Air Fryer to the Rescue!
These beauties could be fried, but for our health’s sake, I didn’t use the frying pan… I’ve used my air-fryer instead! If you don’t have one, no problem; pop them in the oven, and the coating will cook beautifully there too.
A tapas like no other for Halloween!
This Gluten-free pumpkin and Feta Croquette are mainly made in Spanish, with no potatoes. Its filling is pumpkin purée, garlic and feta cheese bounded by chickpea flour. The coating is made of pumpkin seeds instead of the usual breadcrumbs. Of course, breadcrumbs would do, too, for this recipe, but I’ve used the seeds to make these round bites gluten-free.
But not quite Spanish…
Unlike Spanish, this recipe doesn’t contain thick béchamel, so you’ll have a smooth interior. It would be best to let the pumpkin purée rest in the fridge for an hour or so to cool and harden it. Making the balls will be easier this way. Otherwise, you can make them with delicate hands or adjust the chickpea flour.
Talking about Chickpea Flour
Chickpea flour is one of the few gluten-free flours dense enough to bind things together. They are often used to secure veggie patties, crepes or fritters. It’s got way more health benefits than plain old white flour. If you want to learn more, check this out!
To Serve with…
This is a tapa dish or an appetizer; it would also suit a lovely green salad! Don’t forget the balsamic vinegar glaze. We love to give it this beautiful contrast of sweet and sour!

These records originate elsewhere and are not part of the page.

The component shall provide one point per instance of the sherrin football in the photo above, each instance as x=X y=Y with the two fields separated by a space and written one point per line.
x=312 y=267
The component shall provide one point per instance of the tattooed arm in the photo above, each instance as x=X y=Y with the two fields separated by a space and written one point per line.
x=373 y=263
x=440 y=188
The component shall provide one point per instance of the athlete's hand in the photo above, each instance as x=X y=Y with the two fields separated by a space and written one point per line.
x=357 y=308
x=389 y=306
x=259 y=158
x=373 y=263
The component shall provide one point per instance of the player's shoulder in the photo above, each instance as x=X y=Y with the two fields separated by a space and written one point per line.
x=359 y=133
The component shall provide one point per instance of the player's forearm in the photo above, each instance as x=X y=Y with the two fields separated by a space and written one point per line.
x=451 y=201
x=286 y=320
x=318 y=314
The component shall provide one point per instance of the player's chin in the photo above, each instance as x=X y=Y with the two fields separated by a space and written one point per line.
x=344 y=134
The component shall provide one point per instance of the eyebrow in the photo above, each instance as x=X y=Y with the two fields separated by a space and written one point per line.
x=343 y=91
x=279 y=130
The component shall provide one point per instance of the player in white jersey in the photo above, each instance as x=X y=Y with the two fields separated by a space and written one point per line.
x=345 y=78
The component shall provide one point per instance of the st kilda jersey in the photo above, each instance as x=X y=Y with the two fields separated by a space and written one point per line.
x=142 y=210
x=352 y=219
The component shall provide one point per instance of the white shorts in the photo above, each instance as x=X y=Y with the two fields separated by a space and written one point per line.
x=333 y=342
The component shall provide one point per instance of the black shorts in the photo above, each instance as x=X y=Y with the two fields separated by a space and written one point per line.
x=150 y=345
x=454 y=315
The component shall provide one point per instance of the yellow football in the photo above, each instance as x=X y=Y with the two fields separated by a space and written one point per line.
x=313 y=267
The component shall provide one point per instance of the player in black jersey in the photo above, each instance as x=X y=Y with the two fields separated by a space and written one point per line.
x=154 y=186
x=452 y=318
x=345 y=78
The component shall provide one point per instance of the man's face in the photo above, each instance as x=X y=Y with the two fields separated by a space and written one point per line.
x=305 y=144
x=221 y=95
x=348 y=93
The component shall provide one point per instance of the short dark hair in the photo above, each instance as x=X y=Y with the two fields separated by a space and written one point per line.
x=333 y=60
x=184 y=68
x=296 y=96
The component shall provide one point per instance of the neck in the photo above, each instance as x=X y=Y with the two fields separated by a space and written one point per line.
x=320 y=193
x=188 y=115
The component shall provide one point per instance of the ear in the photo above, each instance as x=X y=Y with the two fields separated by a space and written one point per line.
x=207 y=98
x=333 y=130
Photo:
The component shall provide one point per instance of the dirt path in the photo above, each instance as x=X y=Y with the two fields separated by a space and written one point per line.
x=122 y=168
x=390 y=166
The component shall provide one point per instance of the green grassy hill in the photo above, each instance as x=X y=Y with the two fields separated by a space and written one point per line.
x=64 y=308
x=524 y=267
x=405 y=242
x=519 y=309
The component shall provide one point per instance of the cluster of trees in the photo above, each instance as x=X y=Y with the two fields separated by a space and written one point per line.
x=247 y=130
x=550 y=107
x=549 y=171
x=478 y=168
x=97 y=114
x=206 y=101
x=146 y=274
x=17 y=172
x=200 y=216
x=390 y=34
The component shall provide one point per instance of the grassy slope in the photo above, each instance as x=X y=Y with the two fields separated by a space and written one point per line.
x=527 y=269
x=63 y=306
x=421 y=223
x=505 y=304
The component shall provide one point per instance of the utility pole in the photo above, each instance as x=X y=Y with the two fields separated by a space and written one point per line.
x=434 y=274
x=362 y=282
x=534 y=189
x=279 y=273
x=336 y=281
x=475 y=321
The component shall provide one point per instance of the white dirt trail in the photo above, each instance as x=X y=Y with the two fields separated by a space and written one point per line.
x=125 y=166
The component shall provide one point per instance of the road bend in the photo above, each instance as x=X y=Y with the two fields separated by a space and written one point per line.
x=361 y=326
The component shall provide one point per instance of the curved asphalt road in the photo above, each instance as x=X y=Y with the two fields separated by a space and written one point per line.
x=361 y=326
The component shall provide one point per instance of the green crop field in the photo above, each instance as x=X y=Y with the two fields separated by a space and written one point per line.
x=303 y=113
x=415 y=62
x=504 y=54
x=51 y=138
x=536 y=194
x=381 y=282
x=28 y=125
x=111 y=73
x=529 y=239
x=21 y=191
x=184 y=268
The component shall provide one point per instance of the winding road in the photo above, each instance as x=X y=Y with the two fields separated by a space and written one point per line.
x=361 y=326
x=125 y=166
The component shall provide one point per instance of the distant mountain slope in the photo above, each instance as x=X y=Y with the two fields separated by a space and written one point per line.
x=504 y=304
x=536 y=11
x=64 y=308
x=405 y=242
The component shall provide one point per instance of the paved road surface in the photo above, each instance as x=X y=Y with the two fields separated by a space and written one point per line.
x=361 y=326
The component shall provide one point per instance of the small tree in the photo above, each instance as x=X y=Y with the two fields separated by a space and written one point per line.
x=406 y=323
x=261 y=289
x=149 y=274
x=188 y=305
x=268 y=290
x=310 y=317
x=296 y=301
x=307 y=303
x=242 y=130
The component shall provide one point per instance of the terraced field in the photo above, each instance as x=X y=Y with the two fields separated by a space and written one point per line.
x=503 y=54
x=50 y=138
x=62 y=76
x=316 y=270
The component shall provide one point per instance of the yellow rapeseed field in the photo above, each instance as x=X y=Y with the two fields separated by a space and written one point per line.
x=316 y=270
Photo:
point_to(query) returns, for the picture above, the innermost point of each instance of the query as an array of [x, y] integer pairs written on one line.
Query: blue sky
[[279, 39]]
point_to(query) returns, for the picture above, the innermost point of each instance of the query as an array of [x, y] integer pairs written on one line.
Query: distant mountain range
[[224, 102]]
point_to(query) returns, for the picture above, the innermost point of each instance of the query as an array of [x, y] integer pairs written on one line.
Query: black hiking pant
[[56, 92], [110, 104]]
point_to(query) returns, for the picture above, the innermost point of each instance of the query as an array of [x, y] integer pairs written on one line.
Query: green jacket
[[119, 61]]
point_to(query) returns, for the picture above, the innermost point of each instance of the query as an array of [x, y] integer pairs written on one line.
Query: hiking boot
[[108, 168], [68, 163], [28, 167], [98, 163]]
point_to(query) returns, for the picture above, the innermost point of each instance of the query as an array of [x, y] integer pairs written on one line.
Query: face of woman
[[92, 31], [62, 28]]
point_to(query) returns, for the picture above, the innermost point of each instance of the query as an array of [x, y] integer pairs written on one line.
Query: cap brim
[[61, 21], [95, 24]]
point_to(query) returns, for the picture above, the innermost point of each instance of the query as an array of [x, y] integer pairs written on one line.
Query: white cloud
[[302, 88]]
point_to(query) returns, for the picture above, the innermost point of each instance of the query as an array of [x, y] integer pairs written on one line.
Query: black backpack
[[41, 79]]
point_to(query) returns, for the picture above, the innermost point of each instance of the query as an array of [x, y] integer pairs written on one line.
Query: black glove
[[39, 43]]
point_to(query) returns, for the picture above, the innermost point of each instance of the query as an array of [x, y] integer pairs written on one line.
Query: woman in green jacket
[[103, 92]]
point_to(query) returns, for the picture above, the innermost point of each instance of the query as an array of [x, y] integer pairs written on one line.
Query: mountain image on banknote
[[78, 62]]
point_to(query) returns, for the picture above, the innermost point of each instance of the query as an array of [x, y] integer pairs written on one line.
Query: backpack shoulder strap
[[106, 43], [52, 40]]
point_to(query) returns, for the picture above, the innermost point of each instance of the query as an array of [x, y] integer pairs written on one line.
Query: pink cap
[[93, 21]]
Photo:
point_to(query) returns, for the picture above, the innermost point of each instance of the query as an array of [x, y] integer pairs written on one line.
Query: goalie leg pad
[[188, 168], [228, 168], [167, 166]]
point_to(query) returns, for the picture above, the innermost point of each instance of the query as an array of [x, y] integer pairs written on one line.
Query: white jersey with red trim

Halloween will taste so much better this year with these Pumpkin-feta croquettes. Enjoy!
- Air fryer
- 1 k pumpkin (cut into 3cm cubes)
- 100 g feta cheese
- 100 g pumpkin seeds (precooked or dry)
- 3 tbsp chickpea flour
- 2 tbsp olive oil
- 1 garlic clove
- salt and pepper (go easy on the salt and strongly on the pepper)
- Cut the pumpkin into big cubes, add to a bowl and mix with a whole garlic clove, olive oil, salt and pepper.
- Cook in the oven at 200°C (400F°) for about 30 minutes or until light brown.
- Once cooked, add to blender and mix with the chickpea flour.
- Let rest until cold, about 15 minutes *could leave in the fridge for the next day to make it extra thick.
- Blend the pre-cooked or dried pumpkin seeds.
- Add feta crumbled into the pumpkin mix. (not blended, you want a few chunks) *If too liquid to manipulate, add a bit of chickpea flour.
- Make small balls, and cover them with pumpkin seeds coating.
- Cook another 15 minutes in the oven (or 10 minutes in the air fryer) at 200°C (400F°).
- Can be kept in the freezer (after coating) and unfroze for 40 minutes before cooking.
- Add a lovely balsamic glaze to it for an extra kick!